GameStop caters to the core gamers, the ones who buy one or more games per month, and these may well be the gamers who most quickly shift to online distribution for their software purchases. That is, GameStop is clearly positioned to extract revenue from core gamers who purchase via retail, but that means they are also the ones most hurt if these gamers start downloading their games instead.
This is also the first time that GameStop has mentioned browser games and casual games in its 10-K filings. As games like Farmville take up more of the recreational time of GameStop's potential customers, the company foresees a possible decline in its earnings.
While the company already does sell some games through its website as direct downloads, we would suggest that it consider investing some part of the $500 million it still has on hand (left over after the recent $247 million stock buyback) in buying a larger stake in the production and distribution of games.
With the purchase of a middle-tier publisher or other industry intermediary (like one or more of the larger, existing software distribution services) it is possible that GameStop could ensure its survival well beyond the point at which the market tilts more toward the online channel than the retail channel.

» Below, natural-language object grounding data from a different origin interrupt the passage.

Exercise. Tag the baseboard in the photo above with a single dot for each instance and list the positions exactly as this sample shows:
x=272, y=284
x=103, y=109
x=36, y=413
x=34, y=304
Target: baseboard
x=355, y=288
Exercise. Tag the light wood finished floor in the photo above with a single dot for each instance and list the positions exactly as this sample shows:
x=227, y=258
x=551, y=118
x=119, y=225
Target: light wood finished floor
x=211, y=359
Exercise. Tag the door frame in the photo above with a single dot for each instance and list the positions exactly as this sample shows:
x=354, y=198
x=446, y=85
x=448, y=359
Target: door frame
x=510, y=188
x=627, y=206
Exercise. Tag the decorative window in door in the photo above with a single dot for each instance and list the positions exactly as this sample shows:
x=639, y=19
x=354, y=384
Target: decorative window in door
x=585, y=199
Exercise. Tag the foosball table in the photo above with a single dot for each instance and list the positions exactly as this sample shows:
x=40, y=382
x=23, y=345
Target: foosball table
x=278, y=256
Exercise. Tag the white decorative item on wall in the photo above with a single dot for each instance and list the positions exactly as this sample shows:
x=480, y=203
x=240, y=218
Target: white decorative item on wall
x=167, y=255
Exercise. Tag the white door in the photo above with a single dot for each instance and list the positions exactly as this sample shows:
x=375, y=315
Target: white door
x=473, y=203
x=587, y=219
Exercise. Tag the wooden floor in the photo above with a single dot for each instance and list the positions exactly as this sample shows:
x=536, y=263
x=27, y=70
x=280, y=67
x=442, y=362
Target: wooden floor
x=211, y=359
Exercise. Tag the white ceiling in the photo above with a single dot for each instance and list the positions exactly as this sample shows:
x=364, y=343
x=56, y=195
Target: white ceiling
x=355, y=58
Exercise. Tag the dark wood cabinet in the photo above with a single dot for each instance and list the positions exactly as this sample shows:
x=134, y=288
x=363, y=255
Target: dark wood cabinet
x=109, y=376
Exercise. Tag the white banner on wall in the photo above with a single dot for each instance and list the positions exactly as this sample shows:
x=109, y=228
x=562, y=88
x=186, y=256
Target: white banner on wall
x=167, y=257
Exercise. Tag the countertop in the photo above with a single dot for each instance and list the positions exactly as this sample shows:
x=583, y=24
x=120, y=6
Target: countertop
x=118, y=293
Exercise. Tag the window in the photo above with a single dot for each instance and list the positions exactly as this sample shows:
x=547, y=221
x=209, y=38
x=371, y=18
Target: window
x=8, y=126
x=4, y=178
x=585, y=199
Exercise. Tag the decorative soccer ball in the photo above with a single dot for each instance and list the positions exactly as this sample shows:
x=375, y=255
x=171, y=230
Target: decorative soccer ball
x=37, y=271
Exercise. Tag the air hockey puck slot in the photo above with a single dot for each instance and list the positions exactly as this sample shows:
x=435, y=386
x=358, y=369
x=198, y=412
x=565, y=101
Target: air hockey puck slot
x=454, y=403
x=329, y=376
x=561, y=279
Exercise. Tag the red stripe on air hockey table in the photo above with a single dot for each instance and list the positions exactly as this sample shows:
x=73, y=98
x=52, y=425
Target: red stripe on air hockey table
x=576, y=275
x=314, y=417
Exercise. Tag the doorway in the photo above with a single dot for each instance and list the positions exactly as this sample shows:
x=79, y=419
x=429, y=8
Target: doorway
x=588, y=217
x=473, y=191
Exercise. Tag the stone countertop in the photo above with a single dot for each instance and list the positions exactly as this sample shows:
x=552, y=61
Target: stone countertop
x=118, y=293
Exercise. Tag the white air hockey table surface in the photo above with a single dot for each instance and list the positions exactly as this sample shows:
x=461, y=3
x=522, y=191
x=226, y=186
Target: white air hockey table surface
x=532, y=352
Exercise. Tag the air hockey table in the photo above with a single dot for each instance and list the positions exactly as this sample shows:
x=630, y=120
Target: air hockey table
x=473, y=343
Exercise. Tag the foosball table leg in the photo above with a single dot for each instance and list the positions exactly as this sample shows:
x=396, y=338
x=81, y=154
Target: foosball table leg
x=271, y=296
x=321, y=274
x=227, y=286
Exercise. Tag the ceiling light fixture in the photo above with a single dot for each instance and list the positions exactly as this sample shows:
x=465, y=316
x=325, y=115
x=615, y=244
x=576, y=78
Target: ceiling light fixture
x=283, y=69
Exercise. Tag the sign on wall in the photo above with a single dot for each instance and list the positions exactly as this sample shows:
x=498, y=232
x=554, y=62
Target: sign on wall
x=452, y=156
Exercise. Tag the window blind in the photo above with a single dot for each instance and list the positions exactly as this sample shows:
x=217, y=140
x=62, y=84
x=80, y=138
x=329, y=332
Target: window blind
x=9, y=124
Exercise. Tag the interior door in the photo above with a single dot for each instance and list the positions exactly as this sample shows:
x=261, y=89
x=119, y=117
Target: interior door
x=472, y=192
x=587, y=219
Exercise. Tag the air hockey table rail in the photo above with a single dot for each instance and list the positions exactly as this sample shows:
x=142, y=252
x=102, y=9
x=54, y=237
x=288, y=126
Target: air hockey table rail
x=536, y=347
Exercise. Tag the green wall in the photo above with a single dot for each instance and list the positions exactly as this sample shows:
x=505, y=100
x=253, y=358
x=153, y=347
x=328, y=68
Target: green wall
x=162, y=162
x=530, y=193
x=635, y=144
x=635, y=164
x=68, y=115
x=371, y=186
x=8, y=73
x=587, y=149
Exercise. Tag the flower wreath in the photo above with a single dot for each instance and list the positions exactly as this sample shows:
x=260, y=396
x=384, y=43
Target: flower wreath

GameStop's efforts in this direction have been small. In November 2009 the company completed the purchase of a controlling interest in Omac Global Medial Limited, described as “an online video game developer and operator”. This cost the company a mere fraction of its cash reserves ($3.8 million).
According to the company's business and growth strategy, it will “continue to make significant investments in e-commerce, online game development, digital kiosks and in-store and Web site functionality” to increase its stake in the digital business.
We think our suggestion of spending its capital to gain a larger stake in the production and distribution of games is reasonable, especially given the increasing number of threats that GameStop sees in casual games and digital distribution. Better to spend cash available now in order to lay a foundation for what seems an inevitable future, than to get to that future with less cash and no leverage to buy a stake.
For balance, note that Wedbush's Pachter disagrees. According to his notes on GameStop's latest results, he believes that the decline of physical media could take another decade to complete. In that regard, GameStop will continue to generate strong margins amid a growing videogame retail industry.
To that end, he suggests that GameStop should “cease new store growth”, cut expenditures (on IT and GameStop's possible new customer loyalty program), and eliminate its reserve set aside for acquisitions. The increase in cash flow could then be returned to investors and drive growth of the company's stock price.